Toast Layoffs: Restaurant software giant cuts 10% of its workforce amid increasing competition and slow growth

Restaurant software giant Toast announced on Thursday that it plans to lay off 550 employees, or about 10% of its workforce. The company cited increasing competition and slowing growth as the main reasons for the restructuring.

Toast now joins a growing list of tech companies implementing layoffs in 2024. Earlier this week, Cisco announced plans to cut 4,000 jobs due to declining sales and heightened client caution regarding expenditures.

Despite these challenges, transactions utilizing Toast products continue to rise. Gross payment volume reached $33.70 billion, marking a 32% increase, surpassing analysts’ consensus of $33.53 billion. The layoffs at Toast are expected to result in charges between $45 million to $55 million, primarily in the first quarter, with projected annualized savings of $100 million.

According to Bank of America analysts, Toast faces growing competition from companies like Block, Fiserv, and Shift4. This competition intensification was highlighted in December when analysts downgraded Toast’s stock rating from buy to neutral. CNBC reported.

These layoffs come shortly after Aman Narang, Toast’s co-founder and COO, assumed the role of CEO, replacing Chris Comparato. Under Comparato’s leadership, Toast faced backlash last summer for introducing a 99-cent fee for online orders exceeding $10. The company eventually removed the surcharge due to objections from consumers and restaurant owners.

Despite surpassing fourth-quarter earnings expectations on Wall Street, Toast highlighted increasing competition and sluggish growth as the main drivers for restructuring. To ensure its long-term viability, the company is streamlining its operations.

In a surprising move, Toast also announced plans for share buybacks, indicating confidence in its future despite current challenges. This decision has led to differing interpretations among analysts, with some seeing it as a sign of financial strength and commitment to shareholders, while others express concerns about its impact on employee morale and the ongoing restructuring process.

The news of these layoffs has reverberated throughout the restaurant industry, sparking discussions about the overall health of the technology sector and its support for food service establishments. It remains to be seen how Toast navigates through this challenging period and whether its restructuring efforts yield the desired outcomes.

We covered Toast back in 2021 after the Boston-based restaurant startup went public at a $16 billion valuation. Toast’s public debut came after a roller-coaster ride during the 2020 pandemic as the company saw its revenue decline by 80% as restaurants closed and cities across the country shut down. The company slashed half of its workforce in mid-2020 and took desperate measures to stay afloat.

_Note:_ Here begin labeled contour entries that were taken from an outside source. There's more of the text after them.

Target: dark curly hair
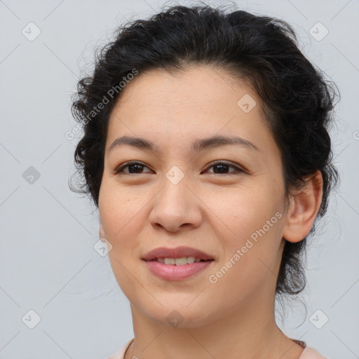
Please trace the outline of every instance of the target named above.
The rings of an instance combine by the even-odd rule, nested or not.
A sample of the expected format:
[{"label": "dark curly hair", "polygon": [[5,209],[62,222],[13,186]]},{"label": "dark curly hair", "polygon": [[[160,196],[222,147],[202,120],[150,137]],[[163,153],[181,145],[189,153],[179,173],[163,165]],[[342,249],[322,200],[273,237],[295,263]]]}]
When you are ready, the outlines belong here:
[{"label": "dark curly hair", "polygon": [[[73,96],[72,112],[84,131],[76,148],[75,165],[85,182],[77,189],[70,185],[71,189],[87,194],[98,208],[108,121],[121,94],[111,89],[127,82],[134,71],[180,71],[209,65],[256,90],[281,152],[287,204],[292,189],[300,189],[308,176],[320,171],[323,200],[316,221],[325,213],[329,194],[339,180],[328,133],[337,94],[334,83],[325,79],[297,46],[294,29],[283,20],[205,4],[174,6],[149,20],[120,27],[116,39],[96,53],[93,76],[79,81]],[[94,113],[105,97],[108,103]],[[314,229],[313,225],[309,234]],[[302,256],[307,237],[286,241],[276,294],[304,290]]]}]

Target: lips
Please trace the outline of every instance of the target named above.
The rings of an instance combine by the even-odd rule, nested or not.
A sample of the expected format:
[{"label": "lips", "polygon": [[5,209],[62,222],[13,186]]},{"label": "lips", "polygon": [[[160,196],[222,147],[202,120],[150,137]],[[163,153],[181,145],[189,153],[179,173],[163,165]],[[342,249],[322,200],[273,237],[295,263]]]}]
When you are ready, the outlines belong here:
[{"label": "lips", "polygon": [[202,250],[183,246],[175,248],[159,247],[149,251],[142,259],[144,261],[151,261],[157,258],[182,258],[183,257],[194,257],[204,261],[214,260],[211,255]]}]

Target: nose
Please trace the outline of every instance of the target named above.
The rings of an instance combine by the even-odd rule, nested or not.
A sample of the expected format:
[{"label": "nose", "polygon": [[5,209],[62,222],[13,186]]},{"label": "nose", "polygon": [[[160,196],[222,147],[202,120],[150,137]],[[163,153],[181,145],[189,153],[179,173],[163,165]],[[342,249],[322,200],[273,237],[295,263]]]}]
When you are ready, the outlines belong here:
[{"label": "nose", "polygon": [[174,184],[165,179],[162,189],[154,197],[149,220],[155,229],[177,232],[198,227],[203,221],[201,201],[185,180]]}]

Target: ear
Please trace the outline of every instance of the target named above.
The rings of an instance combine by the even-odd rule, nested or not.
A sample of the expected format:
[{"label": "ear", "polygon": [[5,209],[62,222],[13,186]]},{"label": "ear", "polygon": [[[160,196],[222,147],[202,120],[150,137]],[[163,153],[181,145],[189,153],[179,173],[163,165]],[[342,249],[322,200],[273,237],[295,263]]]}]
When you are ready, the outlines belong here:
[{"label": "ear", "polygon": [[290,198],[282,236],[289,242],[299,242],[309,233],[323,196],[323,177],[318,170],[306,178],[306,186]]}]

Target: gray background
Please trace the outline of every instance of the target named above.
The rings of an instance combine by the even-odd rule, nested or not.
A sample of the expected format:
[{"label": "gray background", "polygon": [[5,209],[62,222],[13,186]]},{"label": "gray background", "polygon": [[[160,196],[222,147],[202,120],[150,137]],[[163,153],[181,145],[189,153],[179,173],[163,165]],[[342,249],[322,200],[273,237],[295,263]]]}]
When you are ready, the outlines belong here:
[{"label": "gray background", "polygon": [[[332,138],[341,185],[309,248],[308,287],[299,298],[308,311],[294,302],[285,325],[279,317],[278,325],[328,358],[359,358],[359,1],[236,4],[288,21],[301,50],[339,88]],[[0,358],[104,358],[133,337],[129,302],[108,257],[93,248],[97,213],[68,187],[78,139],[65,133],[76,124],[71,94],[92,69],[95,47],[111,40],[116,25],[162,4],[0,1]],[[30,22],[41,30],[32,41]],[[311,34],[318,22],[329,31],[320,41],[321,25],[311,30],[317,39]],[[34,329],[29,310],[41,318]]]}]

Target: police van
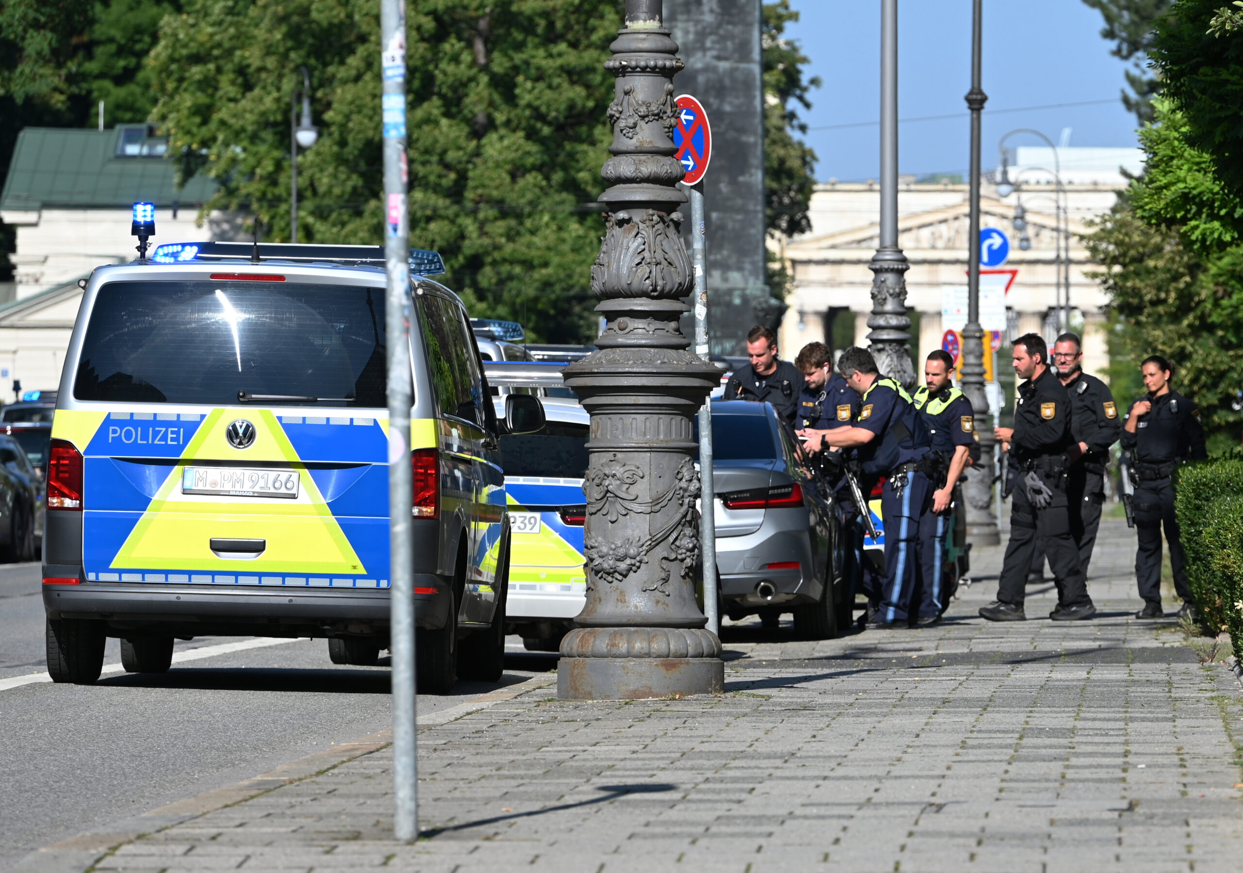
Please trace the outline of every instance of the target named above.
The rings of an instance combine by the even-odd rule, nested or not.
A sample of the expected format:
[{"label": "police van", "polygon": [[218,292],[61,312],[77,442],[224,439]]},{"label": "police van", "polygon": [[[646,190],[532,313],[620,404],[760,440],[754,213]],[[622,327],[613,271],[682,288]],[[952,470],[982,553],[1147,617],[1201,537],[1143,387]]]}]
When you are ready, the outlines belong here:
[{"label": "police van", "polygon": [[414,474],[420,691],[500,678],[497,439],[542,427],[542,408],[513,395],[497,420],[462,303],[428,279],[440,256],[410,267],[408,449],[388,433],[382,247],[174,244],[91,275],[47,465],[55,681],[98,679],[107,637],[138,673],[205,635],[326,638],[334,663],[374,664],[390,450]]}]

Founded in 2011 by Aman Narang, Jonathan Grimm, and Steve Fredette, Toast, based in Boston, MA, offers a technology platform that integrates restaurant POS, front-of-house, back-of-house, and guest-facing technology with a marketplace of third-party applications. The company assists brands like José Andrés’ ThinkFoodGroup in streamlining operations, boosting revenue, and enhancing guest experiences. With this recent funding, Toast aims to significantly transform the $900B restaurant industry for the better.